Still life photography began in the early days of photography, around the 1840s. Early photographers used still life subjects to test their cameras and techniques. By the late 1800s, still life photography was being used by artists to create beautiful and atmospheric images.

How do you photograph still lives? ›

Fast shutter speed (< 1/1000 second) is good to capture fast movements of the subject. A slower shutter speed is much better for still life photography due to the 'stillness” of the subject.

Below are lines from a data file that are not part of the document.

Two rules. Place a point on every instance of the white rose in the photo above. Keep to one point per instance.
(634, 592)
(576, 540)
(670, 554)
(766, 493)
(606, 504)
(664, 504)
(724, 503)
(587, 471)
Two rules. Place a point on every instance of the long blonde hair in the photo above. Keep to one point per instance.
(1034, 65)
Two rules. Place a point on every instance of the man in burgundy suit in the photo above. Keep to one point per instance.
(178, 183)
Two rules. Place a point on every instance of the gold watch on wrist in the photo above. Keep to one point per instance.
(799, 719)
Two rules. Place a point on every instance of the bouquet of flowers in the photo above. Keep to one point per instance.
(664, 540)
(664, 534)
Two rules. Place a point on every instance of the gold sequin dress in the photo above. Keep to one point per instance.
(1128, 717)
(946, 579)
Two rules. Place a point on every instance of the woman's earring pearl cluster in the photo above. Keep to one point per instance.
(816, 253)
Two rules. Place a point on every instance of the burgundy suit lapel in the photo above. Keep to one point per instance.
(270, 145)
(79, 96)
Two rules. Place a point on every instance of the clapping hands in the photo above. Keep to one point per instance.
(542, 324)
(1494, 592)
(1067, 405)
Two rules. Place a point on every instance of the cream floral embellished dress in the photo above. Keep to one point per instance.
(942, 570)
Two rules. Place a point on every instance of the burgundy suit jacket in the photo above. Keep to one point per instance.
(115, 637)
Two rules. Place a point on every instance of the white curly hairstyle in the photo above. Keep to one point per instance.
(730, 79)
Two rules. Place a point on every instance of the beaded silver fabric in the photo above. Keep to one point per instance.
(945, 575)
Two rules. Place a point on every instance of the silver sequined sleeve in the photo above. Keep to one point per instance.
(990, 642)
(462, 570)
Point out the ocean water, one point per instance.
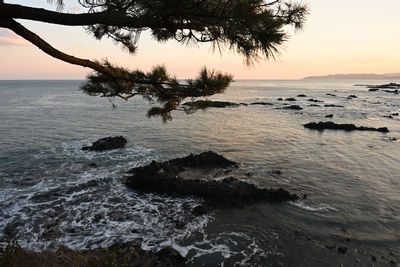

You can try a slower shutter speed like 1/60 second (or even slower) and use a tripod to prevent camera shake.

Top Articles
Salem witch trials | History, Summary, Location, Causes, Victims, & Facts
Salem witch trials - Hysteria, Accusations, Executions
Jazmen Jafar Linkedin
News - Rachel Stevens at RachelStevens.com
Online Reading Resources for Students & Teachers | Raz-Kids
Hk Jockey Club Result
Free Robux Without Downloading Apps
Qhc Learning
Skylar Vox Bra Size
WWE-Heldin Nikki A.S.H. verzückt Fans und Kollegen
Craigslist Farm And Garden Cincinnati Ohio
Morgan And Nay Funeral Home Obituaries
[Birthday Column] Celebrating Sarada's Birthday on 3/31! Looking Back on the Successor to the Uchiha Legacy Who Dreams of Becoming Hokage! | NARUTO OFFICIAL SITE (NARUTO & BORUTO)
Equipamentos Hospitalares Diversos (Lote 98)
Craigslist Mt Pleasant Sc
Craigslist Pinellas County Rentals
Where Is George The Pet Collector
Www Craigslist Com Bakersfield
Sulfur - Element information, properties and uses
Att.com/Myatt.
Grimes County Busted Newspaper
Seeking Arrangements Boston
Best Sports Bars In Schaumburg Il
Florence Y'alls Standings
Kleinerer: in Sinntal | markt.de
Tas Restaurant Fall River Ma
Tmka-19829
Quake Awakening Fragments
Pawn Shop Open Now
Frcp 47
Craigslist Free Manhattan
Atlanta Musicians Craigslist
Vocabulary Workshop Level B Unit 13 Choosing The Right Word
Uvalde Topic
Rhode Island High School Sports News & Headlines| Providence Journal
Riverton Wyoming Craigslist
Letter of Credit: What It Is, Examples, and How One Is Used
Mugshots Journal Star
Big Reactors Best Coolant
Streameast Io Soccer
UWPD investigating sharing of 'sensitive' photos, video of Wisconsin volleyball team
Amateur Lesbian Spanking
News & Events | Pi Recordings
UNC Charlotte Admission Requirements
Myapps Tesla Ultipro Sign In
Santa Ana Immigration Court Webex
Wvu Workday
Marion City Wide Garage Sale 2023
Ubg98.Github.io Unblocked
Latest Posts
Article information

Author: Aron Pacocha

Last Updated:

Views: 5929

Rating: 4.8 / 5 (48 voted)

Reviews: 95% of readers found this page helpful

Author information

Name: Aron Pacocha

Birthday: 1999-08-12

Address: 3808 Moen Corner, Gorczanyport, FL 67364-2074

Phone: +393457723392

Job: Retail Consultant

Hobby: Jewelry making, Cooking, Gaming, Reading, Juggling, Cabaret, Origami

Introduction: My name is Aron Pacocha, I am a happy, tasty, innocent, proud, talented, courageous, magnificent person who loves writing and wants to share my knowledge and understanding with you.